Au niveau de la carrosserie, la qualité est bien au rendez-vous: les jointures et les alignements sont parfaits, il fallait bien cela avec d’aussi grands panneaux de tôle, qui ne pardonnent aucune faute d’alignement. Bonne impression toujours à l’intérieur, mais les plus pointilleux relèveront l’aspect quelconque de certains matériaux. L’agencement transpire la modernité, mais il ne peut dissimuler quelques plastiques d’aspect ingrat. Cet habitable repensé dans tous les détails ne conserve qu’un lien de parenté éloigné avec les Classes S précédentes. Une impression qui émane surtout de l’hyper-écran, le tableau de bord numérique presque aussi large que la voiture. L’EQS s’assimile davantage à un superordinateur sur roues qu’à une auto «à l’ancienne»; nos repères sont secoués. Cependant, après quelques secondes de découragement, on s’habitue à cette façade numérique. Ceci n’est pas seulement dû au fait qu’après quelques kilomètres, on se fait à son utilisation, mais aussi parce que tout a été minutieusement étudié au niveau des interfaces et du confort d’utilisation.  
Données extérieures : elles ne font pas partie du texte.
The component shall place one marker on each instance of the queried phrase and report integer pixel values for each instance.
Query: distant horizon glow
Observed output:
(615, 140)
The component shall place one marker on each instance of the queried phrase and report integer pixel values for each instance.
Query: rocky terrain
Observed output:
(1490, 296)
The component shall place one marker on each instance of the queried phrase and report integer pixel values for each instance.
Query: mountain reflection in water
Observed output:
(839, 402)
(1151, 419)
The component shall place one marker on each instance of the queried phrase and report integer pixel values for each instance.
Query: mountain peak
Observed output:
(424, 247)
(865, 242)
Une fois installé, on se sent immédiatement l’aise, le pare-brise rejeté loin devant y est aussi pour quelque chose. L’espace pour les jambes est royal, à l’avant comme à l’arrière, et la longueur de l’habitacle est gigantesque; rappelons qu’il n’y a pas de V8 ni de transmission. De fait, il n’était pas utile de proposer une version à empattement allongé, indisponible pour l’instant. Le coffre se montre, lui aussi, très spacieux avec ses 610 litres. Qui plus est, l’espace de rangement est modulable (jusqu’à 1770 litres) grâce aux dossiers arrière rabattables, une première sur une Mercedes S. Autre nouveauté, le hayon en lieu et place du couvercle classique; ce dernier n’aurait laissé qu’un accès étroit au coffre, en raison de l’arrière tronqué. 

Superordinateur

L’hyper-écran se compose de trois lucarnes réalisées en verre de sécurité, sans cadre. Il se fond ainsi totalement dans le mobilier et sert aussi bien de tableau de bord numérique que de centrale d’infodivertissement. Le passager, qui pouvait trouver le temps long lors des trajets, aura aussi droit à son propre écran, pour se distraire. L’ingénieur responsable de ce système sophistiqué déclarait non sans humour, lors de la présentation presse de l’EQS, qu’il avait été marié avec ce super écran pendant les quatre ans de développement. Reste que le résultat n’a rien d’un délire d’intello; il s’agit d’une formidable interface homme-machine dont l’usage se révèle beaucoup plus intuitif que prévu. La dalle centrale donne un retour haptique grâce à douze actionneurs nichés derrière, de manière à confirmer les ordres reçus. Avec 24 gigabits de mémoire de travail, le système d’infotainment MBUX Mercedes bénéficie de la puissance de calcul nécessaire pour servir au mieux les occupants. Une intelligence artificielle se charge ainsi de mettre en premier plan les applications les plus utilisées, mais l’utilisateur est toujours libre de les ordonner à sa guise. Cette interface utilisateur de type «no layer» évite de recourir trop souvent aux sous-menus. Le système réagit aussi à un très vaste registre de commandes vocales, sans aucune interaction manuelle. Il suffit de dire «bonjour Mercedes» pour accéder à des réponses ciblées. Si la commande vocale de la concurrence est souvent exaspérante, celle de l’EQS guide rapidement au menu désiré, par exemple pour des réglages et paramètres spécifiques. Nous nous sommes donc familiarisés très vite avec ce nouveau concept de commande, ce qui n’arrive pas très souvent.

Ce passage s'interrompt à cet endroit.